The album comes across as Gilberto performing solo.  Nonetheless, Sonny Carr appears regularly on light and gentle percussion, and Miúcha (Gilberto’s wife or girlfriend at the time) provides vocals on one song.  Like many Brazilian musicians, Gilberto had multiple self-titled releases.  This one is sometimes dubbed the “white album”.  The oft reclusive Gilberto had lived in the United States through much of the 1960s, then moved to Mexico for about two years, and then moved back to the United States where he lived at the time this album was recorded, supposedly in New Jersey; he returned to Brazil in 1980.

In many ways, this is a flawless album, as much as such a thing is possible.  Gilberto has a lightness to his voice and guitar playing that speaks to the resilience of inner resolve.  The recording fidelity is excellent (Wendy Carlos served as the recording engineer and Rachel Elkind the producer).  If the sunny existentialism of bossa nova was always one of its defining and most appealing features, this is an album that confirms relevance beyond its faddish commercial peak.

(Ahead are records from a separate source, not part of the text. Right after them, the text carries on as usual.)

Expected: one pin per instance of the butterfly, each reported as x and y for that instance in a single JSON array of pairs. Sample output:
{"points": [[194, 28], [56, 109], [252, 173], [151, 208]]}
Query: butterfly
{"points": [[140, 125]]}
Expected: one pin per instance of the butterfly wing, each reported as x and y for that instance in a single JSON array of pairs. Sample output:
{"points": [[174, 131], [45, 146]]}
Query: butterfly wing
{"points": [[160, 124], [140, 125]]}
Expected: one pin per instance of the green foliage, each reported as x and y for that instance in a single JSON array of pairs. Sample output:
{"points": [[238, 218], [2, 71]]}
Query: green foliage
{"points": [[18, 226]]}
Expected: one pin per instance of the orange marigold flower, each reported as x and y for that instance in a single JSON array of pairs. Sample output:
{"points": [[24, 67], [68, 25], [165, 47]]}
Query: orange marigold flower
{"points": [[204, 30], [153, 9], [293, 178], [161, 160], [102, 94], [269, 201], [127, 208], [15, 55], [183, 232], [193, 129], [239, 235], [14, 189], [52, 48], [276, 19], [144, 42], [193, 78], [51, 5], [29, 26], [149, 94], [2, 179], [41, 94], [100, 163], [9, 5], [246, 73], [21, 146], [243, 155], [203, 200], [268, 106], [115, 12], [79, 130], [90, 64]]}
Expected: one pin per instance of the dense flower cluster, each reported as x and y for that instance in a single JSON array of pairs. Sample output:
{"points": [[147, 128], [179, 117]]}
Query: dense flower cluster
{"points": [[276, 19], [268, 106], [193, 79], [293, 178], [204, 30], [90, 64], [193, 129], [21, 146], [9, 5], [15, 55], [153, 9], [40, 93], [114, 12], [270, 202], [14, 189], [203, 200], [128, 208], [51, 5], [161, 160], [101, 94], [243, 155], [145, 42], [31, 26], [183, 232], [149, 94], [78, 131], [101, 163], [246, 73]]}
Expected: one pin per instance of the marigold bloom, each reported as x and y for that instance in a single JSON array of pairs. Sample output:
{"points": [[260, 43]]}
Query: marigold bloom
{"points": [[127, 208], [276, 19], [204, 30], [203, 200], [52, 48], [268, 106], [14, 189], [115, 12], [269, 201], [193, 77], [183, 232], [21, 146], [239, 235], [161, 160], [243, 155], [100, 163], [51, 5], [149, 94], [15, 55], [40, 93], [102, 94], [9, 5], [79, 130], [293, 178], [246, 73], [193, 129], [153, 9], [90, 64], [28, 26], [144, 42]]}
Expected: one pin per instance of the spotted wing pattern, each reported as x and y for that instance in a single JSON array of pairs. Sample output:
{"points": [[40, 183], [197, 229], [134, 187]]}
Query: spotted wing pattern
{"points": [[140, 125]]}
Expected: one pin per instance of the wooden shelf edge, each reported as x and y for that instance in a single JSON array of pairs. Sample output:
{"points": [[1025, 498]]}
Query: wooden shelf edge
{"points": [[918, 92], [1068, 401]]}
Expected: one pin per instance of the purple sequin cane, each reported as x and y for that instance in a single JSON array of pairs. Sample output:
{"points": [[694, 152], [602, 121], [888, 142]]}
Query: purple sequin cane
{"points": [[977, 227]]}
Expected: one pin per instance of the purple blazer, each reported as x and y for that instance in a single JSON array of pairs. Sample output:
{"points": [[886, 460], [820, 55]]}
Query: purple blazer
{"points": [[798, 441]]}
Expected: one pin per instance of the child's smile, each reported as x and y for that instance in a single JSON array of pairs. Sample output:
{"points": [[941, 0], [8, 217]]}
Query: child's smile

The opener is Antônio Carlos Jobim‘s “Águas de Março” (“The Waters of March”), one of the most highly acclaimed Brazilian songs of its time, performed with a placid, self-content attitude toward the meaningless cycles of nature and the seasons and fully embracing the arbitrary, stream-of-consciousness wordplay of the lyrics.  It is followed by Gilberto’s own “Undiú,” with mostly wordless vocalizations and singing that approaches guttural-sounding throat singing.  This leans toward a Zen-like attitude, contemplating the universe and offering statements outside language.  “Eu quero um samba” opens side two of the original LP, and has some of the most insistent guitar playing on the whole album, bolstered by Carr’s lightly tapped percussion.  Despite the minimalist instrumentation, there is much happening on this album, which is tinged with nostalgia and sentimentality (a song about Gilberto’s young daughter, “Valsa (Como são Lindos os Youguis) (Bebel),” and a version of Gilberto Gil‘s “Eu Vim da Bahia” [“I Came From Bahia”]), yet also dry and aloof as well, with the vibrato-less vocals and a sometimes cloistered attitude.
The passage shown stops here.